El precio de la prepotencia de Juan Manuel Santos

La debacle tiene nombre propio: Santos y en particular la seguidilla de errores que cometió desde el 2 de octubre de 2016.

A menos de 24 horas de su sorpresiva victoria en la primera vuelta de 2010, Juan Manuel Santos visitó al entonces presidente, Álvaro Uribe. Era un gesto de agradecimiento por el apoyo implícito del mandatario en su aspiración y una señal a los simpatizantes de Uribe de que todo seguiría igual.

Hoy, nadie se imagina a alguien pidiéndole una cita al presidente colombiano. Los cuatro exfuncionarios de su gobierno –su vicepresidente, su negociador de paz, su ministro de Defensa y embajador en Washington, su ministra de Trabajo– no fueron capaces de obtener ni el 10 por ciento de los votos. Es cierto que todos fueron vergonzantes con el gobierno. Negaban una y otra vez su cercanía en temas cruciales. Germán Vargas Lleras y Juan Carlos Pinzón, en el acuerdo de las Farc (aunque al final suavizaron sus críticas) y Humberto de la Calle y Clara López, en asuntos económicos.

No les sirvió. La gente es inteligente y se las cobraron doble: ser representantes de un gobierno impopular y ser desleales con quien les dio la oportunidad de ejercer cargos de alta responsabilidad. Eran candidatos continuistas en una elección de cambio.

Decía Harry Truman ante las derrotas y las dificultades que “the buck stops here” (en últimas el responsable soy yo). Y en esta ocasión, la debacle tiene nombre propio: Juan Manuel Santos y en particular la seguidilla de errores que cometió desde el 2 de octubre de 2016. Nunca aceptó que el rechazo del acuerdo en el plebiscito de ese día fuera legítimo. Incluso, optó por creerle a otras explicaciones: que el huracán Matthew, que las mentiras del No, que el cuento chimbo de la identidad de género.
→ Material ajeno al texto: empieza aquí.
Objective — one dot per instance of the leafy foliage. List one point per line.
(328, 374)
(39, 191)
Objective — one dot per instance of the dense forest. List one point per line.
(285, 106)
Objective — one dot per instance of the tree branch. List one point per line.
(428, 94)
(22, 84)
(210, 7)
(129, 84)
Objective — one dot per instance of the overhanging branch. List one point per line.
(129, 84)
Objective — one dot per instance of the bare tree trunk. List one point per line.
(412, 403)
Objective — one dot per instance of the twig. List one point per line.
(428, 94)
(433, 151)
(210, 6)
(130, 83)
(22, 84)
En una entrevista al diario español El Mundo, hace apenas una semana, Santos insistió en lo mismo. Dijo que a “los colombianos los engañaron” y que “la tergiversación de la realidad ha sido masiva. Puro ‘fake news’. Neblina”. Es una entrevista alucinante. Santos parece vivir en otro mundo. Considera toda crítica al proceso como una calumnia. Minimiza la preocupación de que acusados de crímenes de lesa humanidad ocupen curules en el Congreso. Insiste, contra toda evidencia, en que a los colombianos no les choca. En todas la encuestas –todas–, desde antes del plebiscito hasta las más recientes, lo único constante ha sido el rechazo al regalo de curules.

Frente al incremento exponencial de los cultivos de coca y el aumento en la producción y exportación de drogas ilícitas, Santos tiene una explicación asombrosa. Dice que se debió, en parte, a su decisión de incluir al narcotráfico en la agenda de negociación en La Habana. Que era la única forma de encontrar una solución estructural al problema de las drogas en Colombia. Si ese era el objetivo, es imposible vislumbrar un mayor fracaso. El narcotráfico vive un auge no visto en 20 años. Tanto, que, según la DEA y la Fiscalía colombiana, un exnegociador de las Farc, Jesús Santrich, sigue metido en el negocio.

Ni lo de Santrich le cambia el discurso. Insiste en que las Farc han dejado del todo la criminalidad y los defiende con una comparación insultante para un país amigo: “El que un ciudadano español se dedique el narcotráfico no significa que España sea narcotraficante”.

No hay ni una palabra quejándose de la nula colaboración del secretariado y el partido de la Farc en la identificación de rutas y laboratorios. Ni una palabra sobre la casualidad de que los comandantes más narcos de la guerrilla hoy encabecen las disidencias. Ni una palabra de malestar por la falta de compromiso de Iván Márquez y Timoleón Jiménez en la lucha contra el crimen organizado.

Que Santos no haya cambiado ni un ápice su discurso, que no asimilara aún en mayo de 2018 el mensaje del No, ayuda a explicar el desastroso desempeño de sus candidatos y el triunfo de Iván Duque. Santos pensaba que con el plebiscito hundía a Álvaro Uribe –fue una de sus motivaciones, según me han contado–. Cero y van dos derrotas. Quizás debería escuchar la sabiduría del Chavo del Ocho: la venganza nunca es buena, mata el alma y la envenena.